Ce contenu est un extrait de l’eBook, Architecting Cloud Native .NET Applications pour Azure, disponible sur .NET Docs ou en tant que PDF téléchargeable gratuitement qui peut être lu hors connexion.

Miniature de la couverture du livre électronique Applications .NET natives cloud pour Azure.

Les conteneurs et les orchestrateurs sont conçus pour résoudre les problèmes courants liés aux approches de déploiement monolithiques.

Défis liés aux déploiements monolithiques

Traditionnellement, la plupart des applications ont été déployées en tant qu’unité unique. Ces applications sont appelées monolithes. Cette approche générale du déploiement d’applications en tant qu’unités uniques, même si elles sont composées de plusieurs modules ou assemblys est appelée architecture monolithique, comme illustré dans la figure 3-1.

Architecture monolithique.

Figure 3-1. Architecture monolithique.

Bien qu’elles aient l’avantage de simplicité, les architectures monolithiques font face à de nombreux défis :

Déploiement

En outre, ils nécessitent un redémarrage de l’application, ce qui peut avoir un impact temporaire sur la disponibilité si les techniques de temps d’arrêt zéro ne sont pas appliquées lors du déploiement.

Croissance

Une application monolithique est hébergée entièrement sur une seule instance de machine, nécessitant souvent du matériel à haute capacité. Si une partie du monolithe nécessite une mise à l’échelle, une autre copie de l’application entière doit être déployée sur un autre ordinateur. Avec un monolithe, vous ne pouvez pas mettre à l’échelle les composants d’application individuellement , c’est tout ou rien. La mise à l’échelle des composants qui ne nécessitent pas de mise à l’échelle entraîne une utilisation inefficace et coûteuse des ressources.

Environnement

Les applications monolithiques sont généralement déployées dans un environnement d’hébergement avec un système d’exploitation préinstallé, un runtime et des dépendances de bibliothèque. Cet environnement peut ne pas correspondre à celui sur lequel l’application a été développée ou testée. Les incohérences entre les environnements d’application sont une source courante de problèmes pour les déploiements monolithiques.

Couplage

Une application monolithique est susceptible d’avoir un couplage élevé entre ses composants fonctionnels. Sans limites difficiles, les changements système entraînent souvent des effets secondaires inattendus et coûteux. De nouvelles fonctionnalités/correctifs deviennent difficiles, fastidieux et coûteux à implémenter.

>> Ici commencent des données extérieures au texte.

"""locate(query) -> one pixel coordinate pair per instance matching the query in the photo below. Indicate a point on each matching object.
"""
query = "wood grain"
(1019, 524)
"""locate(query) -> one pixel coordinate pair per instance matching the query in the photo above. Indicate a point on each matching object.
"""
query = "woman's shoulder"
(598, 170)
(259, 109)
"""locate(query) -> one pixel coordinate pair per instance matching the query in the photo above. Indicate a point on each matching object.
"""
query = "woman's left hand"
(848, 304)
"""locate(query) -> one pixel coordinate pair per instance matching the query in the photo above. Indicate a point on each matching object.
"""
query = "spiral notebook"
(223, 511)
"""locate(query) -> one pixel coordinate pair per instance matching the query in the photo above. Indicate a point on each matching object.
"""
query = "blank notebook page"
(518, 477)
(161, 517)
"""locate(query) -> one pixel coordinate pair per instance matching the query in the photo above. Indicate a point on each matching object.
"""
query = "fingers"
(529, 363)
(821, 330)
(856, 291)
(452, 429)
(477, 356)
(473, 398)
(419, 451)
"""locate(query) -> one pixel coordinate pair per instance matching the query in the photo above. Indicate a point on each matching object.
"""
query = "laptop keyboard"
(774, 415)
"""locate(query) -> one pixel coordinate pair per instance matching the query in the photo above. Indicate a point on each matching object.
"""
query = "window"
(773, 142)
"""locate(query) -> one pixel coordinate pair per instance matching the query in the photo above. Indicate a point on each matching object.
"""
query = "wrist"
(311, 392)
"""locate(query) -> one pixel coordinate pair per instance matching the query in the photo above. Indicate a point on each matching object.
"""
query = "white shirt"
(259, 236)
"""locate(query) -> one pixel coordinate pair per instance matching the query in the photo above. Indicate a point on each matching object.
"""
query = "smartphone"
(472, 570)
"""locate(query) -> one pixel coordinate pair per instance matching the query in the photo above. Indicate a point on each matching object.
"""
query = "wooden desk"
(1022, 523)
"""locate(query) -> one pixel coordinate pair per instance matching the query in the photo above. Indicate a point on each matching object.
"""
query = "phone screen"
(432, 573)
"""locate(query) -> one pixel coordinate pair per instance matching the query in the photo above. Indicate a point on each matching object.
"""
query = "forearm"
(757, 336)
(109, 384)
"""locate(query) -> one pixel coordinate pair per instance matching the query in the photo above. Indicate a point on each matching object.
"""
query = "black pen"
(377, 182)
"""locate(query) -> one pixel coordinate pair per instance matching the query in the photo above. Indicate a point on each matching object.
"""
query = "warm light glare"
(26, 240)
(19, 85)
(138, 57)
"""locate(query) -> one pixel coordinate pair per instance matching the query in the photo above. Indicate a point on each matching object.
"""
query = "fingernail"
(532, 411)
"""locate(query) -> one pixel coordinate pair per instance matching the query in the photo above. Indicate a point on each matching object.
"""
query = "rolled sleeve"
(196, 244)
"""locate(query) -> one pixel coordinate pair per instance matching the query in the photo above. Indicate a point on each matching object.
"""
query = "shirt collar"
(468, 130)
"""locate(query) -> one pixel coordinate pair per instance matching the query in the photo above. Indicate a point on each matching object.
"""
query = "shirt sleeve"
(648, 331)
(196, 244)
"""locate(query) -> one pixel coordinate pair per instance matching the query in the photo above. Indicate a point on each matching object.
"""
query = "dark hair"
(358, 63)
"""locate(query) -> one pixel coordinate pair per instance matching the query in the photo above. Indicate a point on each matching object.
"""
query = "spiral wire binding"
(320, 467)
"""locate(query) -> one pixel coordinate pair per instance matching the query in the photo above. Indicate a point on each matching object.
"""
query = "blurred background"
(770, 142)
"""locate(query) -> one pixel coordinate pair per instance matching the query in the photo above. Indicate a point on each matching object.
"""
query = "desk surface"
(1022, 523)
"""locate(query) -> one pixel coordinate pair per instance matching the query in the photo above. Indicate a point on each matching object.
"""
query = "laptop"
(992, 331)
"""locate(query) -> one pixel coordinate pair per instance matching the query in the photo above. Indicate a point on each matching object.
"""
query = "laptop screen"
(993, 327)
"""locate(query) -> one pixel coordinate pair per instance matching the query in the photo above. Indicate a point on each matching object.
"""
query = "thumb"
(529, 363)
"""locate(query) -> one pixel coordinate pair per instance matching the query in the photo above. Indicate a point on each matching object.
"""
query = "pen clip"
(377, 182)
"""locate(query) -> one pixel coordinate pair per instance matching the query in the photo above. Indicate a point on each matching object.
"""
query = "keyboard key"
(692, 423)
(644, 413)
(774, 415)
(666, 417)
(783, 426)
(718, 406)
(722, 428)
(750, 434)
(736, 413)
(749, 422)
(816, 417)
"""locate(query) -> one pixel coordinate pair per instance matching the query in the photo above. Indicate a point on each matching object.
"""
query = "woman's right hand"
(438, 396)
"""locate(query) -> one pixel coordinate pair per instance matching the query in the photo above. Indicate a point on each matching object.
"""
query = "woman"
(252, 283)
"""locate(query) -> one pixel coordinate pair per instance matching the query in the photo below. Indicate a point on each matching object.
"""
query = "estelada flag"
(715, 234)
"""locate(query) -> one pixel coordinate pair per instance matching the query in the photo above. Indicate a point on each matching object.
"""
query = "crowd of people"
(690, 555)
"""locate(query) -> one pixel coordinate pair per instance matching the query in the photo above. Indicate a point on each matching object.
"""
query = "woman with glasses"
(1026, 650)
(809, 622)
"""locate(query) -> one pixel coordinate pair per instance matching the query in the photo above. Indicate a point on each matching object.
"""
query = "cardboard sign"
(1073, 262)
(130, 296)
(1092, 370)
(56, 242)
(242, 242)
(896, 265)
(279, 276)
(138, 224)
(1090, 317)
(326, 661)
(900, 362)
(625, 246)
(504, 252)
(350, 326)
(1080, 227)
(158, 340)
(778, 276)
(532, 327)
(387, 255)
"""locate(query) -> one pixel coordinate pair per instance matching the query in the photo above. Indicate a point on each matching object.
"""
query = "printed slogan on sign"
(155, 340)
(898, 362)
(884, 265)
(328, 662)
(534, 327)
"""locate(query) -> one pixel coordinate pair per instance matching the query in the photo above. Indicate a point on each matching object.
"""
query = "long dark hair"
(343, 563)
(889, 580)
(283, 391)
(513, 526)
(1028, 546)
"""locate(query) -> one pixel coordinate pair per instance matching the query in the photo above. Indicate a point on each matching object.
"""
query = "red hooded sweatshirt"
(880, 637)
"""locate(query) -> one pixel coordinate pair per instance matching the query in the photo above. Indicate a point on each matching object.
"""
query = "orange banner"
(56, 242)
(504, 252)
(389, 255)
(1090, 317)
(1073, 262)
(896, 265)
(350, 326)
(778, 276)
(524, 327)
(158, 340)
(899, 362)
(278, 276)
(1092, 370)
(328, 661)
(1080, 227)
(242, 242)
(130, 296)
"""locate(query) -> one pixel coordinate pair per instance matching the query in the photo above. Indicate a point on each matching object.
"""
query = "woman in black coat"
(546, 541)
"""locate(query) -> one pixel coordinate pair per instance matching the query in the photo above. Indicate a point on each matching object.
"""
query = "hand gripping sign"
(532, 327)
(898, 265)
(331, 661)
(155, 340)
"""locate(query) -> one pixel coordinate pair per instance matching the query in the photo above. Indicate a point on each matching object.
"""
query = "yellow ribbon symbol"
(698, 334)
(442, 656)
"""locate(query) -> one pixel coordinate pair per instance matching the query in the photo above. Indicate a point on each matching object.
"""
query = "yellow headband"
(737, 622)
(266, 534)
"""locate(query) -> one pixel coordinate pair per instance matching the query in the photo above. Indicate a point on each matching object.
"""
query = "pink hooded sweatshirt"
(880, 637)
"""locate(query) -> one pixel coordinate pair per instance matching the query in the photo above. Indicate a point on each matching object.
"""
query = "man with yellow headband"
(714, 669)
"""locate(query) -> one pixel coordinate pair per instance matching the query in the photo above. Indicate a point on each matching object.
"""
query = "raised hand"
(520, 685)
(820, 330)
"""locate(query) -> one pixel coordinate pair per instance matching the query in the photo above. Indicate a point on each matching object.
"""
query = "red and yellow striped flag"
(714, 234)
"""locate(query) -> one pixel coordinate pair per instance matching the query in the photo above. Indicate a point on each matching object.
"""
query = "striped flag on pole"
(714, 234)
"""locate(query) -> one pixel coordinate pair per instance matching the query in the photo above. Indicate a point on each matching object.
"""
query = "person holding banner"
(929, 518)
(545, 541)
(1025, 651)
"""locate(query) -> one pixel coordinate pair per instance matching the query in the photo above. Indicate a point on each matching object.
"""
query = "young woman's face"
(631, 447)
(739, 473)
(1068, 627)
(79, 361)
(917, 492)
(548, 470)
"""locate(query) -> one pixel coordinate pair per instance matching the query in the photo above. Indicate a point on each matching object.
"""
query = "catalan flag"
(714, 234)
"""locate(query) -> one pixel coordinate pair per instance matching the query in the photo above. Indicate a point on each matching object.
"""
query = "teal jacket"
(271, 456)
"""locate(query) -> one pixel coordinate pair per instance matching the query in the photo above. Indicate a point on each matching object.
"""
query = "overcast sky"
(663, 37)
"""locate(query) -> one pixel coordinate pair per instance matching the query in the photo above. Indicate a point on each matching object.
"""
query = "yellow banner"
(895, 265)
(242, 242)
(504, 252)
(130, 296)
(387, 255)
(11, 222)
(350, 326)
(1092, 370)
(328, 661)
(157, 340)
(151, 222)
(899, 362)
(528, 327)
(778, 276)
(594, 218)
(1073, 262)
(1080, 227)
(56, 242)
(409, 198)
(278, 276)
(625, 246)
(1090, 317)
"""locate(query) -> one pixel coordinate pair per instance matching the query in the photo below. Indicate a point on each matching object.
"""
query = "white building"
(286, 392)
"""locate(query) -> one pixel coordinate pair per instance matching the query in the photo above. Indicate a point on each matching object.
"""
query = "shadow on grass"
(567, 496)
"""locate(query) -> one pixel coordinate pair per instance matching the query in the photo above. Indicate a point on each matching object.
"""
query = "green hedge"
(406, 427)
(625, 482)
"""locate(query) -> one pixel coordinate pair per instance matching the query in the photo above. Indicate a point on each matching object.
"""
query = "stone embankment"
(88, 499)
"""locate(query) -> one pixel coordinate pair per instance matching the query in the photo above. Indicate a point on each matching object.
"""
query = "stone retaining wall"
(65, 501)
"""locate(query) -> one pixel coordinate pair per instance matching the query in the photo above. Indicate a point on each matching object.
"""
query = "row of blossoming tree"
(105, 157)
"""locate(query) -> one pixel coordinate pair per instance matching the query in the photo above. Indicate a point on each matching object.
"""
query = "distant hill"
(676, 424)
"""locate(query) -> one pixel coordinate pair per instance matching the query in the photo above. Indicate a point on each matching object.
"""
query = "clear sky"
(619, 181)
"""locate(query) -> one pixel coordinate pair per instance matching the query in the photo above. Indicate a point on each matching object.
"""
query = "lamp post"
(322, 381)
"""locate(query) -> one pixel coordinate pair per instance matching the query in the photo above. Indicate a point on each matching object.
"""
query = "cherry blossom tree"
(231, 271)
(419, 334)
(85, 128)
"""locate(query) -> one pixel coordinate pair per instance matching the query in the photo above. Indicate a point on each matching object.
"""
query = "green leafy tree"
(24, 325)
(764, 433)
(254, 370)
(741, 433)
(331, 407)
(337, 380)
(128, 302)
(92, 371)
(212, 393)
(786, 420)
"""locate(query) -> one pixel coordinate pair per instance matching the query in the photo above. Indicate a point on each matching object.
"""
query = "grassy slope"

Les mises à jour nécessitent des tests étendus. Le couplage rend également difficile la refactorisation des composants ou l’échange dans d’autres implémentations. Même lors de la construction avec une stricte séparation des préoccupations, l’érosion architecturale s’installe à mesure que la base de code monolithique se détériore avec une liste interminable de « cas spéciaux ».

Verrouillage de la plateforme

Une application monolithique est construite avec une pile de technologies unique. Tout en offrant une uniformité, cet engagement peut devenir un obstacle à l’innovation. Les nouvelles fonctionnalités et les nouveaux composants seront construits à l’aide de la pile actuelle de l’application, même lorsque des technologies plus modernes pourraient constituer un meilleur choix. Un risque à long terme est que votre infrastructure technologique devienne obsolète et dépassée. La réarchitecture d’une application entière sur une nouvelle plateforme plus moderne est au mieux coûteuse et risquée.

Quels sont les avantages des conteneurs et des orchestrateurs ?

Nous avons introduit des conteneurs dans le chapitre 1. Nous avons mis en évidence la façon dont cloud Native Computing Foundation (CNCF) classe la conteneurisation comme première étape de leur Cloud-Native Trail Map - conseils pour les entreprises qui commencent leur parcours cloud natif. Dans cette section, nous abordons les avantages des conteneurs.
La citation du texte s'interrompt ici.